Membre de l’Académie française, l’historien Marc Fumaroli vient de mourir à l’âge de 88 ans. En guise d’hommage, Causeur republie l’entretien qu’avait réalisé Elisabeth Lévy à l’occasion de la sortie de Paris-New York et retour : Voyage dans les arts et les images (Fayard, 2009).

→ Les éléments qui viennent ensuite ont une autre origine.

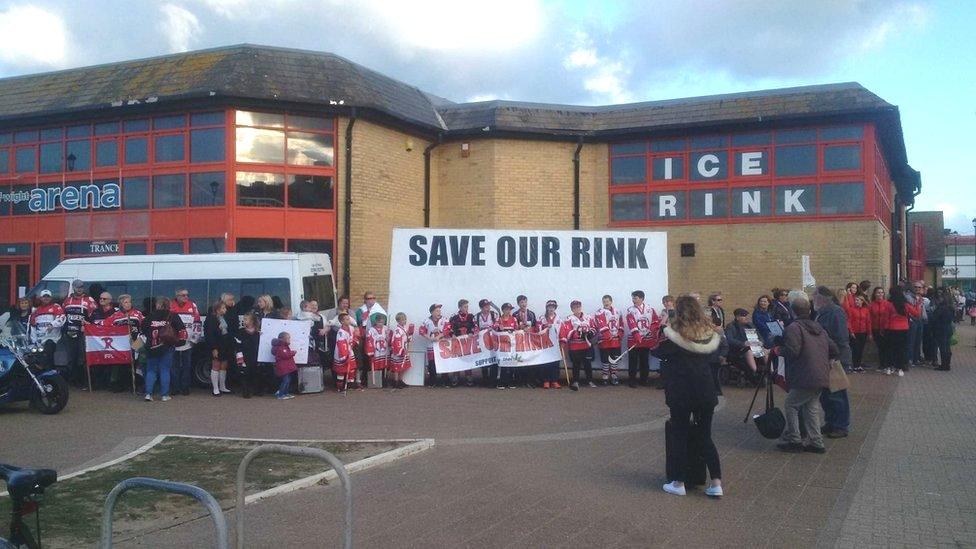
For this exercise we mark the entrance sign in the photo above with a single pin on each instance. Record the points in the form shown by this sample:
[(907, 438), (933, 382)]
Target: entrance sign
[(444, 265)]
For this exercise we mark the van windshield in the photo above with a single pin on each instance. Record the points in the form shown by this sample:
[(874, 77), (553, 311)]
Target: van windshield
[(319, 288)]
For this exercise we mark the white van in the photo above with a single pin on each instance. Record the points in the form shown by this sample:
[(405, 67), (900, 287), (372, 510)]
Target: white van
[(289, 278)]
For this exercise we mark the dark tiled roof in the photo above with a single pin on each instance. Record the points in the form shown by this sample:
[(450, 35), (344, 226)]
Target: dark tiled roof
[(932, 228)]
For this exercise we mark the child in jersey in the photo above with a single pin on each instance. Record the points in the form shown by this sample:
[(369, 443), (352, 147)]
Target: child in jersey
[(400, 351)]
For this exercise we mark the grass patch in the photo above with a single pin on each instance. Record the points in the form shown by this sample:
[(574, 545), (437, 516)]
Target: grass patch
[(72, 509)]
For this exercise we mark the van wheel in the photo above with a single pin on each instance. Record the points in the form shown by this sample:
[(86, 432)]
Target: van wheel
[(201, 372)]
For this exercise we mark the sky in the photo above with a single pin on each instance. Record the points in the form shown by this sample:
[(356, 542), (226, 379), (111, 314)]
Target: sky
[(916, 54)]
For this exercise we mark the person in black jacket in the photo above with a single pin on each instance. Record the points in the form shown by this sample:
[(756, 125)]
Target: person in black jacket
[(690, 391)]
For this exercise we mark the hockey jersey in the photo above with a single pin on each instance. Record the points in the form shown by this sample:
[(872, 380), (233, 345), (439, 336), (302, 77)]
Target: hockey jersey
[(400, 348), (609, 324), (77, 311), (46, 322), (575, 330), (643, 326), (378, 347), (431, 329)]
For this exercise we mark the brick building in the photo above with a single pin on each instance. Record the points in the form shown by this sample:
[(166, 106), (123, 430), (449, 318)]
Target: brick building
[(264, 149)]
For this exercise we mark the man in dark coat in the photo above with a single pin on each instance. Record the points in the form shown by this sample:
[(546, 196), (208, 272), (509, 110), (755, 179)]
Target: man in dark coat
[(808, 351)]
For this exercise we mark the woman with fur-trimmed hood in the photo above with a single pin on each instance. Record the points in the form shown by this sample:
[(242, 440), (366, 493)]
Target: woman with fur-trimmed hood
[(690, 392)]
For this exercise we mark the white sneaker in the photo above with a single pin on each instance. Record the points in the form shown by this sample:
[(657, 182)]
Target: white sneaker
[(674, 489)]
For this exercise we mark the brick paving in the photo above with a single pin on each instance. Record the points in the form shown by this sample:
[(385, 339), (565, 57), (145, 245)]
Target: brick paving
[(533, 468)]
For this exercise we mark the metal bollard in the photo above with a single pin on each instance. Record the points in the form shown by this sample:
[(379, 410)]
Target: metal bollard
[(340, 470), (201, 495)]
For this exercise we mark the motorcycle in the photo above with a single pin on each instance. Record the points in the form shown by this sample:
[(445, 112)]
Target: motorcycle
[(24, 376)]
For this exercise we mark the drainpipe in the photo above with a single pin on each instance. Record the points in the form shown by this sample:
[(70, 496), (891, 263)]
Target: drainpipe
[(427, 150), (579, 147), (347, 222)]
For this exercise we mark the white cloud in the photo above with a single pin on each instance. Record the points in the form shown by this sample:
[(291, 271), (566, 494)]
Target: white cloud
[(32, 35), (180, 26)]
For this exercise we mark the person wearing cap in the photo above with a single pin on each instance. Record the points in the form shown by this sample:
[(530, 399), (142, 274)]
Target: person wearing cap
[(45, 325), (462, 323), (549, 321), (506, 323), (434, 328), (486, 319), (574, 335), (78, 308)]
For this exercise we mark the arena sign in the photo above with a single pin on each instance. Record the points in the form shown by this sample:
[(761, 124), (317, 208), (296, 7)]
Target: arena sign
[(441, 266), (69, 198)]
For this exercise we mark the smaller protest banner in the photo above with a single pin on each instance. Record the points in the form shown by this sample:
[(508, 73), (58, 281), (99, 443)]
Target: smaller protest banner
[(299, 330), (489, 348), (107, 345)]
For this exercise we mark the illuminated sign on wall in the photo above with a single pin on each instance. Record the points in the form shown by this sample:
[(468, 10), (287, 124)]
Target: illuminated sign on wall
[(80, 197)]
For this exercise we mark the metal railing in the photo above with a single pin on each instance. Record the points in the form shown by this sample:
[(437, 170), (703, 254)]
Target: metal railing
[(201, 495), (340, 470)]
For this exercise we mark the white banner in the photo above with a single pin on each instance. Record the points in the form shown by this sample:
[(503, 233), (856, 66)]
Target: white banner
[(298, 329), (444, 265), (488, 348)]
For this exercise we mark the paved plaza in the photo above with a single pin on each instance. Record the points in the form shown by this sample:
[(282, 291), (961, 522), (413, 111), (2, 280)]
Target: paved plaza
[(521, 468)]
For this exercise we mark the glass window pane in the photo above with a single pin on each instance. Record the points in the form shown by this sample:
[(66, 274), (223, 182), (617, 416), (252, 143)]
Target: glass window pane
[(712, 203), (136, 150), (207, 119), (843, 157), (207, 145), (842, 133), (709, 165), (668, 145), (169, 148), (628, 148), (26, 161), (667, 205), (665, 169), (796, 200), (841, 198), (25, 136), (247, 118), (751, 202), (309, 149), (168, 191), (78, 157), (748, 139), (628, 170), (310, 191), (161, 248), (135, 248), (169, 122), (800, 160), (213, 245), (52, 155), (265, 190), (309, 122), (106, 153), (796, 136), (257, 145), (52, 134), (207, 189), (260, 245), (79, 131), (107, 128), (136, 125), (628, 207)]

Elisabeth Lévy. Délicieusement érudit et vachard, votre ouvrage retrace toutes les péripéties de la guerre menée par le modernisme contre l’art classique – et aussi contre le langage et la politique classiques. Mais il est en même temps un requiem pour ce modernisme qui nous a légué tant de chefs d’œuvre. Seriez-vous un moderne honteux ? 
Marc Fumaroli. Certainement pas. J’admire ces artistes qui ont réussi à faire vivre la peinture, la sculpture, l’architecture alors même que tout allait dans le sens de l’industrie, de la massification, ce que j’appelle l’image éphémère. Ils ont mené un magnifique combat. Songez que le modernisme commence avec Baudelaire et s’achève avec Picasso et même Bacon, le dernier grand moderne en peinture. En littérature, il s’épuise dans les années 1950 mais il reste quelques mohicans comme Kundera ou même Sollers. Au fond, les modernistes sont morts ou vieillissent désespérés, j’en veux pour preuve certains textes de Duchamp ou Breton à la fin de leur vie qui les feraient assurément traiter de vieux réacs ! Après avoir été le parangon de l’égotisme dandy qui d’ailleurs a fait son charme, Duchamp s’en prend à l’égoïsme des artistes. Bien avant que le terme apparaisse, il avait pressenti le désastre du post-modernisme.

N’est-ce pas le triomphe sans partage du moderne, lequel se retrouve en quelque sorte privé d’adversaire, qui accouche du post-modernisme ? 
Mais ce triomphe, les modernistes ne l’ont jamais souhaité à cette échelle et sous cette forme. C’est la vulgarisation du modernisme qui l’a fait basculer du grand art à la publicité. Résultat, des élitistes enragés, des érudits d’une exigence aristocratique, ont été sommés d’assumer un héritage qu’ils réprouvaient, comme le pop art pour Duchamp. Certes, il avait prêté le flanc à cette récupération mais elle a fini par le faire enrager. Lors de la première grande rétrospective Warhol au MOMA, Warhol a utilisé, pour son carton d’invitation, la Mona Lisa aux moustaches de Duchamp. Et Duchamp le lui a renvoyé en protestant qu’il n’avait pas à utiliser son œuvre.

D’accord, mais en quoi ces remords vous permettent-ils de postuler une rupture radicale qui séparerait le bon grain moderne de l’ivraie postmoderne ? 
Au départ, je me suis interrogé sur le rapport entre les images que l’on voit dans la rue, sur les écrans, sur les portables et celles qu’on nous montre dans les musées. Pourquoi sommes-nous envahis par des images jetables qui sont des offenses au repos et à la peinture quand celles des musées durent depuis des siècles et nous fascinent toujours autant ? Je ne prétends pas avoir trouvé l’explication. Mais se poser cette question permet de surmonter la confusion tentante et trompeuse entre l’art moderne qui est un art héroïque, un art de corrida, une bataille contre le Goliath de l’industrialisation des images et l’art contemporain qui ne combat plus rien et se révèle être un pur produit du système.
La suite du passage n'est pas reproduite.